The result is an embedding space shared between images and text — where semantically related images and descriptions are geometrically close. CLIP embeddings are the most common text conditioning mechanism in diffusion models: the prompt is encoded by CLIP’s text encoder, and the diffusion model learns to produce images whose CLIP embedding matches the prompt embedding.

The CLIP embedding space has semantic structure similar to word embeddings: directions in the space encode concepts, and arithmetic works (the embedding for “a photo of a cat wearing a hat” is interpretably close to the combination of “cat,” “photo,” and “hat” directions). The diffusion model doesn’t generate images directly from prompts — it generates images consistent with the prompt’s position in the CLIP embedding space.

What the Model Has Actually Learned

This is the part that remains genuinely unclear. A diffusion model trained on 5 billion image-caption pairs can generate photorealistic images of arbitrary scenes, styles, and compositions. It can generate coherent hands (mostly), accurate text in images (sometimes), consistent lighting across complex scenes. It can generalize to prompts describing things not in its training set by combining concepts it has seen separately.

What internal representation is supporting this? The U-Net at each denoising step is doing something — computing some features of the current noisy image, the text embedding, and the noise level — that produces a useful noise prediction.
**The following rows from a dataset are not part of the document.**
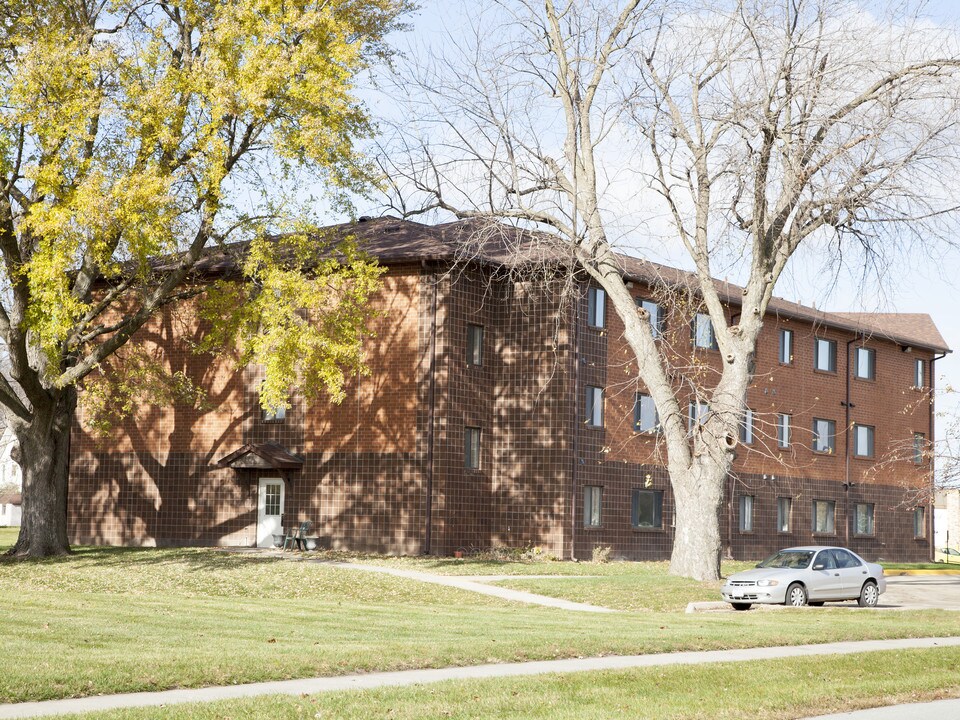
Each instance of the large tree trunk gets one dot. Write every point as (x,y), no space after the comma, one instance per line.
(697,493)
(45,461)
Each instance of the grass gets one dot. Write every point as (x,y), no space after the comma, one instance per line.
(118,620)
(769,690)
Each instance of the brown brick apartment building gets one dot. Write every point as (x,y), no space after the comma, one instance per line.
(497,414)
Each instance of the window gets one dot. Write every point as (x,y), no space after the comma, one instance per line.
(824,355)
(823,516)
(784,506)
(471,448)
(274,415)
(646,509)
(746,513)
(475,344)
(645,417)
(594,407)
(697,414)
(746,427)
(703,336)
(596,307)
(783,430)
(863,440)
(918,379)
(786,347)
(824,436)
(919,446)
(863,519)
(865,364)
(657,317)
(592,505)
(919,522)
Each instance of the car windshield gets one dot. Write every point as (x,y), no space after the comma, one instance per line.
(795,559)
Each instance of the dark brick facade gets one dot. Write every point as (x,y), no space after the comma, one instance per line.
(385,469)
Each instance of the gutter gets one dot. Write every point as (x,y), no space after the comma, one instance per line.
(431,415)
(931,436)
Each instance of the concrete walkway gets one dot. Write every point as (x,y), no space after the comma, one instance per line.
(417,677)
(475,584)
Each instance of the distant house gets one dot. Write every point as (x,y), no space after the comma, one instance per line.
(9,509)
(10,473)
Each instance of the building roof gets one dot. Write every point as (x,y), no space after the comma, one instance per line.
(261,456)
(394,241)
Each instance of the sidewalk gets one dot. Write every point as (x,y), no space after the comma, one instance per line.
(413,677)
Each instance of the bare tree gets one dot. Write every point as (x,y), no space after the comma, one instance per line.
(754,127)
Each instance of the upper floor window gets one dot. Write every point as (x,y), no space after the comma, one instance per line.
(784,507)
(824,435)
(594,407)
(657,316)
(824,355)
(865,363)
(475,344)
(919,446)
(783,430)
(918,374)
(746,427)
(703,335)
(786,347)
(645,417)
(863,519)
(471,448)
(863,440)
(596,307)
(697,414)
(746,513)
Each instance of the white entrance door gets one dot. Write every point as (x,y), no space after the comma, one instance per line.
(269,511)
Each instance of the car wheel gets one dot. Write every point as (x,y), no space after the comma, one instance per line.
(796,595)
(869,595)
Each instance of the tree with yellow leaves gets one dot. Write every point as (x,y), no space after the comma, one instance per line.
(127,131)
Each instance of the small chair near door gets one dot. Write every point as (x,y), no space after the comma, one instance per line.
(298,539)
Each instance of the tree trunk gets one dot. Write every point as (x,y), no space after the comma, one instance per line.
(45,461)
(696,546)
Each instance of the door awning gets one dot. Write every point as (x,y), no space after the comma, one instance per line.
(261,456)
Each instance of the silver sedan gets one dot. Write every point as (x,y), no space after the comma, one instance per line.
(802,575)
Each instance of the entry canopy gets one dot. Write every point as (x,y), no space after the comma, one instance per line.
(261,456)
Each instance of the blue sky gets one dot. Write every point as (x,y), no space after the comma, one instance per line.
(923,284)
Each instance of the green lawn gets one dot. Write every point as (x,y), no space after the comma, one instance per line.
(112,620)
(761,690)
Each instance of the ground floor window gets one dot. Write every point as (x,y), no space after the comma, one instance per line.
(592,505)
(784,506)
(920,522)
(647,509)
(746,513)
(824,513)
(863,519)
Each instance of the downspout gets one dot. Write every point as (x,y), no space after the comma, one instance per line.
(933,481)
(431,414)
(575,322)
(846,445)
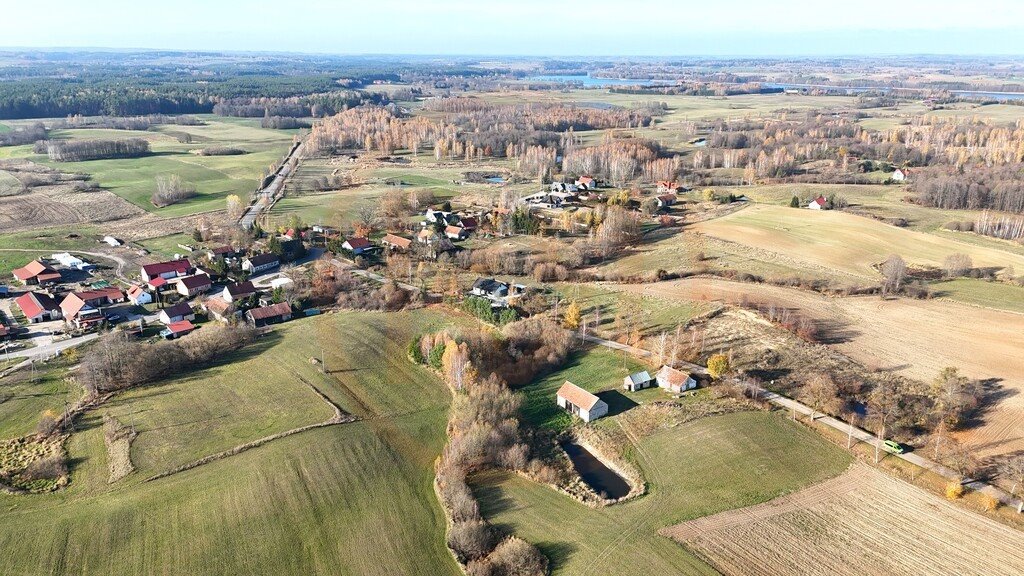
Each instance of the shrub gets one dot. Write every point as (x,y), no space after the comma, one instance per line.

But what those features are, what concepts they encode, and how they combine to produce compositionally coherent images is not well characterized.

Some things are known. The attention maps in the U-Net at intermediate layers correlate with semantic regions of the image — the attention to the word “dog” in the prompt is high in the spatial region where the dog appears. Different noise levels correspond to different levels of abstraction — high-noise denoising determines composition, low-noise denoising determines texture and fine detail.

But the full computational story — how the model represents the concept “a medieval castle at sunset” and how it translates that representation into specific pixel decisions — is not known. This is the same opacity problem as discriminative models, now applied to generative ones.

The Failure Modes Reveal the Seams

Where diffusion models fail is informative. Generating multiple distinct objects with specific relationships (“a red ball to the left of a blue cube”) is unreliable — the model has not fully decomposed scenes into object-level representations with explicit spatial relations. Generating text within images is error-prone (recent models have improved significantly here). Generating coherent hands with the right number of fingers was a persistent failure mode, improved in newer models through additional training data and fine-tuning.

These failures suggest that the model represents images primarily through texture, style, and holistic semantic content rather than through explicit object models with discrete attributes. The “understanding” is distributional rather than structured. The model has learned what scenes look like, in a statistical sense, without necessarily learning a compositional model of what scenes are made of.

This is consistent with the Bitter Lesson’s direction — the model learned from data rather than from an explicitly structured representation — and carries the same limitation: statistical competence without explicit structure can fail at systematic generalization tasks that require reasoning about discrete entities and their relationships.